For the fourth year in a row, AUDI AG will have its own stand at the GTI meet at the Wörthersee and is once again expecting Audi fans from throughout Europe. The new Audi A1 is playing a leading role at the 29th Wörthersee Tour (May 12 - 15) in Reifnitz (Carinthia), Austria. Innovative adhesive film designs, vibrant paint finishes as well as exterior add-on parts and a matching interior will transform a total of seven models of the new compact car into spectacular motto vehicles.
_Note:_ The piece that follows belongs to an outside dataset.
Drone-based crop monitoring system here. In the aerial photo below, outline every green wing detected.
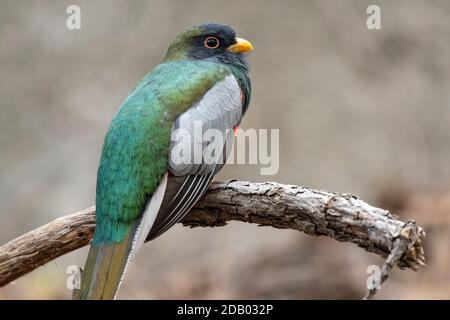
[93,61,230,244]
Furthermore, the Audi R8 GT, a limited-production version of the high-performance sports car, will be presented to the general public for the first time at Wörthersee shortly after its world premiere. 

* Full Story *


----------



## toovo1985 (Feb 19, 2010)

Good job from Audi as they bring the A1 closer to the Fiat 500 with the personalisation


----------



## TooLow2.0T (Oct 8, 2001)

I like the white walls!


----------



## TooLow2.0T (Oct 8, 2001)

I really want an A1!


----------



## toovo1985 (Feb 19, 2010)

Thanks for sharing the pics


----------



## A.Z (Jul 12, 2010)

they sure are targeting a mini and fiat 500 i'll take the a1 anyday


----------



## backlights (Jul 20, 2010)

A.Z said:


> they sure are targeting a mini and fiat 500 i'll take the a1 anyday


 
Yeah, you're right. A1 = No 1 ... and with these red flames on dark ground it is even more.... grrrh


----------



## boraIV333 (Mar 10, 2003)

Audi Canada....you have my deposit as soon as the A1 arrivesopcorn:


----------